I get asked this question a lot, and it’s a hard question to answer. Technically HTML5 is a new language specification for HTML, but many other new technologies have been thrown under the HTML5 umbrella, which has turned HTML5 into a nebulous collection of technologies rather than any one thing in particular. For those of you who remember the Web 2.0 craze, HTML5 could be considered Web 3.0.

Some of the flashier technologies included under the HTML5 umbrella allow us to do things like manipulate the user’s webcam, render creepy 3D eyeballs, and create dynamic, 3D user interfaces. While these are all amazing and groundbreaking for the web, none of them are purely “HTML5”. They are HTML5 used in conjunction with other new technologies.

So what is HTML5 then? The major contribution of HTML5, on its own, is that it allows us to further define the meaning of our content.
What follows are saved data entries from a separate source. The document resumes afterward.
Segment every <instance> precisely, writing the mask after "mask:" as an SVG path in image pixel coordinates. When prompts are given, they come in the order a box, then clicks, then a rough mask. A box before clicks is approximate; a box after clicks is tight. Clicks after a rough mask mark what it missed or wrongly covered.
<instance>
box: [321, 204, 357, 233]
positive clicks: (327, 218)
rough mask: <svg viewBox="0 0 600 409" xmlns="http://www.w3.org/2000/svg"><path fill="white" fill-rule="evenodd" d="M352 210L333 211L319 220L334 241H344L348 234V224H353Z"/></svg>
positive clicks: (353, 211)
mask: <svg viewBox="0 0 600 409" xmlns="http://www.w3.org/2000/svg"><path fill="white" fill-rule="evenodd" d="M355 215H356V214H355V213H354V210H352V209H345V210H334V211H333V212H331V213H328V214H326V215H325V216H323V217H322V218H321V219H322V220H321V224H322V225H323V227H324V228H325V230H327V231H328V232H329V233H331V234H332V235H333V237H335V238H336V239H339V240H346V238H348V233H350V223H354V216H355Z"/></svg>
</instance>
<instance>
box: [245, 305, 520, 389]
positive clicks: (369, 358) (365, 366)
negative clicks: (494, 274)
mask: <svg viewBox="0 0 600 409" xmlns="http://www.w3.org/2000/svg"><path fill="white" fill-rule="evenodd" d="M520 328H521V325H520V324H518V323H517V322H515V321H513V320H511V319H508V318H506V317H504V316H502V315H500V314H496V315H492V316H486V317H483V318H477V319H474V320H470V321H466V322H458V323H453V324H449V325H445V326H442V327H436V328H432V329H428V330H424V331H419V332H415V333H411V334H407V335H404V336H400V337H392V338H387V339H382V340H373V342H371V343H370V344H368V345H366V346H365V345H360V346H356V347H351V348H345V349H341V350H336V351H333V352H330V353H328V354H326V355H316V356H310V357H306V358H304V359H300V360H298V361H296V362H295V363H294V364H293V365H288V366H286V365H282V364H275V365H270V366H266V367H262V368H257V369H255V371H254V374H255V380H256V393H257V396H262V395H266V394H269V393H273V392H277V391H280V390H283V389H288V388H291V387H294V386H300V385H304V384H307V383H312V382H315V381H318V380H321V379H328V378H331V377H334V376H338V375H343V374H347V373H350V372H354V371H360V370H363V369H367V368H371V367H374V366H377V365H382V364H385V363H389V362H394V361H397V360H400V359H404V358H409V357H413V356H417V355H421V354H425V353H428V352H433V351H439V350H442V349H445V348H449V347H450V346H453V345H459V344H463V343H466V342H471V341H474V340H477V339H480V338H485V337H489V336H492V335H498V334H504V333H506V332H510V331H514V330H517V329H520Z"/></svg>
In fact, HTML5 goes beyond meaning and allows us to define the intent of our content. Let me repeat that again, because this is the true importance of HTML5.

HTML5 allows us to define the INTENT of our content.

Not only can we define what an element on a page means (ie. this piece of content is a paragraph, or a heading, or a link to an external resource), but it allows us to define the purpose of our content. Computers don’t inherently know the difference between an “About Us” page and a blog post, or a blog post and a list of content related to said blog post. But, with HTML5, we can give computers hints. For example:

  • The `<article>` element is used to specify content that is independent of the content around it, and is meant to be distributed by itself (think article or blog post).
  • The `<aside>` element is used to specify content that is tangentially related to the main content (think recent or related blog posts).
  • The `<nav>` element is used to specify a group of links that are used to navigate a site, as opposed to linking to resources that support the content.

If you’re still not convinced of HTML5’s importance, think of it this way: by defining what our content is, and what purpose it has, we allow search engines and possibly other, future technologies to make more sense of our content, which in turn improves content sharing, curation, and discovery in a huge, yet to be defined way. When combined with its umbrella technologies, HTML5 is the next leap in the evolution of the web and will fundamentally change how we communicate and interact with each other and our content.

Caveats

While all of this (hopefully) sounds great, not all is sunshine and rainbows when it comes to HTML5. In particular, there are two major issues that I see. The first is that the specification itself is still a work in progress. While most features have been solidified by now, some parts of the language have changed from the first drafts of the specification, or been removed entirely. The second is browser support. All modern browsers support most of the HTML5 standard, as well as a good portion of the technologies under the HTML5 umbrella. The problem, though, is 10% of the population still uses Internet Explorer 8 or 9, and we’re stuck with one foot in the past until both of these are obsolete.

Conclusion

So what’s the takeaway from all of this? The technologies associated with HTML5 are making the our content more dynamic and interactive, and are essentially improving the user experience of the web. The new HTML specification, on the other hand, is the scaffold. It provides more robust structure and organization. It is the means by which we classify the flora and the fauna of the web. New HTML elements may seem trivial, but the ability to better define our thoughts, content, and architecture improves our ability to connect and share content.